The joint NASA-ESA Solar & Heliospheric Observatory mission -- SOHO -- was designed to study the Sun inside out, from its internal structure, to the extensive outer atmosphere, to the solar wind that it blows across the solar system. 

Launched in December 1995, SOHO was meant to operate until 1998, but it has been so successful that ESA and NASA have endorsed several mission extensions over the past two decades, allowing it to cover multiple solar cycles -- 11-year periods of solar activity.
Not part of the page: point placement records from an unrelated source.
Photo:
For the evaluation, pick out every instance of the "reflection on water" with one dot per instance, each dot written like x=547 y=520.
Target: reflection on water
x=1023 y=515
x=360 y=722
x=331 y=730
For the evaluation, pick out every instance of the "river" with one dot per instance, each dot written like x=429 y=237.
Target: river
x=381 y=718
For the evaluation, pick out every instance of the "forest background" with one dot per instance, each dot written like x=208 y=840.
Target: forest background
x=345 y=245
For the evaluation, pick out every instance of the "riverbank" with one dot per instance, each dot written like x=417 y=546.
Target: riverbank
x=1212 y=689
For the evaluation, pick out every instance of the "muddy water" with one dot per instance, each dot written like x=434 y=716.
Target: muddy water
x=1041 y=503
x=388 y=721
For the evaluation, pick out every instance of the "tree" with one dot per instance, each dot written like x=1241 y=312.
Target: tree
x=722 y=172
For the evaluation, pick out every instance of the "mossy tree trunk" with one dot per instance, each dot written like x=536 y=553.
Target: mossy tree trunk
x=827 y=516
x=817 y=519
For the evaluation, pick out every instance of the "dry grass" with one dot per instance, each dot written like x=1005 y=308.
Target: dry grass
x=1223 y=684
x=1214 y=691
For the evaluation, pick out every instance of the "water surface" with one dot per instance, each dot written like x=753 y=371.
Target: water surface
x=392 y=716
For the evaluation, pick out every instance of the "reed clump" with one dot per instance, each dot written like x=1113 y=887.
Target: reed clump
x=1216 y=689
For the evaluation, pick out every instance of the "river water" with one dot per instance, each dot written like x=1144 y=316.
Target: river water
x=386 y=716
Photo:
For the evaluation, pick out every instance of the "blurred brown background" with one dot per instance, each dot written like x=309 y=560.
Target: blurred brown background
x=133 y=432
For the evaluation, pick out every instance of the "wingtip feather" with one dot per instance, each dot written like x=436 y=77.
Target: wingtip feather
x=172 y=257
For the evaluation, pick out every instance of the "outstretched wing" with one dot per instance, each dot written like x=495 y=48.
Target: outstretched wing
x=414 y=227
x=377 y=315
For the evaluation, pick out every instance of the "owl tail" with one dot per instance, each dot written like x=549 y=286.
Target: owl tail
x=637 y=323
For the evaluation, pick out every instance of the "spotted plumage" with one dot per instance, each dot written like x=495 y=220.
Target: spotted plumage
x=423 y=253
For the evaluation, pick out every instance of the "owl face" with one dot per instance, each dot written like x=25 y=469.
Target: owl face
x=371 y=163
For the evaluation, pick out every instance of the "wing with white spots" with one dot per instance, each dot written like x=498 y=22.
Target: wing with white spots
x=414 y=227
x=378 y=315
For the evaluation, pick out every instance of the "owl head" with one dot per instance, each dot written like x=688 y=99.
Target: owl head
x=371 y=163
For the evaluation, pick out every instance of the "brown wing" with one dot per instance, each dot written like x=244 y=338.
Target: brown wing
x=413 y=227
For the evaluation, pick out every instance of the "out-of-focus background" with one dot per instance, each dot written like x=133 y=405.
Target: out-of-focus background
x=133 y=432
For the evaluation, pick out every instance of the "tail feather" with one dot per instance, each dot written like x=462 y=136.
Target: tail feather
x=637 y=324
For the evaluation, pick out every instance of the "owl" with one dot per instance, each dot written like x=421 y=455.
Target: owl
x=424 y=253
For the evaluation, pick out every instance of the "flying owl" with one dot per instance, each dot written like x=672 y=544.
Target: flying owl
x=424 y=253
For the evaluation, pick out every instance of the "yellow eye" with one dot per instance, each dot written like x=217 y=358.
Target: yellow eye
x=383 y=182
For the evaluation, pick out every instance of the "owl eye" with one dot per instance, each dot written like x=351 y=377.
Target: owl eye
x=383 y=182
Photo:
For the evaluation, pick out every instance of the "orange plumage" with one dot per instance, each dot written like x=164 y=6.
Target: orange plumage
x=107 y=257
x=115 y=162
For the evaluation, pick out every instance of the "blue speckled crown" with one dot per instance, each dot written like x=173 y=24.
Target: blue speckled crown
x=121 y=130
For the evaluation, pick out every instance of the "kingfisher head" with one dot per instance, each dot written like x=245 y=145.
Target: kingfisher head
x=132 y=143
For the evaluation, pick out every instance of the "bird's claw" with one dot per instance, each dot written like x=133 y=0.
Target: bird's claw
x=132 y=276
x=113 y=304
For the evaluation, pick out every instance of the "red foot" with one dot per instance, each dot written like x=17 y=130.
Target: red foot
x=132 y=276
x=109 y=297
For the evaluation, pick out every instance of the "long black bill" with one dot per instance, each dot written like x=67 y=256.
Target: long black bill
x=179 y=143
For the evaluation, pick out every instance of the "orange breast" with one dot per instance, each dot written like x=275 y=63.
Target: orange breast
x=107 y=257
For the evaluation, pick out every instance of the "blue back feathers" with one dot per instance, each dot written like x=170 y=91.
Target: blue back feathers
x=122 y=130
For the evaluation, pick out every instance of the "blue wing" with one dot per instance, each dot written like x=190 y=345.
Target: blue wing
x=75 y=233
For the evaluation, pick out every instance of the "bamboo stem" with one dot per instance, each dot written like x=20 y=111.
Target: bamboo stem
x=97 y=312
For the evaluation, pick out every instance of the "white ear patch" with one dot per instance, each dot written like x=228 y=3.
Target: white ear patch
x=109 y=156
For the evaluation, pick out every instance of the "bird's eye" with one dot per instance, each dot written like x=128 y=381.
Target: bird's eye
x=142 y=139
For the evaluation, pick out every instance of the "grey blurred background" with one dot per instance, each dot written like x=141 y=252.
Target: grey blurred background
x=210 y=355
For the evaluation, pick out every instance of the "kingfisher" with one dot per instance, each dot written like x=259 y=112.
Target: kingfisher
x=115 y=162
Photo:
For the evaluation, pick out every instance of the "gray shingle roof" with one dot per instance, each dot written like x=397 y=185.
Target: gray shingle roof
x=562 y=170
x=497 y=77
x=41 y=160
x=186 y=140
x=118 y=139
Over those two decades in space, SOHO has made many new discoveries, adding to scientists' understanding of our closest star. SOHO has revealed the first images ever of the Sun’s convection zone -- its turbulent upper layer of the interior -- and of the structure of sunspots below the surface. It has also provided detailed measurements of the interior and the slow and fast solar wind, event identifying source regions and acceleration mechanisms. The mission has also discovered over 3,000 new comets and new dynamic solar phenomena such as coronal waves and solar tornadoes. 

SOHO is equipped with 12 instruments developed by 29 different institutions across 15 countries. The diverse instruments allow the wide range of science SOHO conducts from taking images of the Sun and surrounding atmosphere, to looking at the individual wavelengths and composition of that light, to measuring energetic particles passing the spacecraft.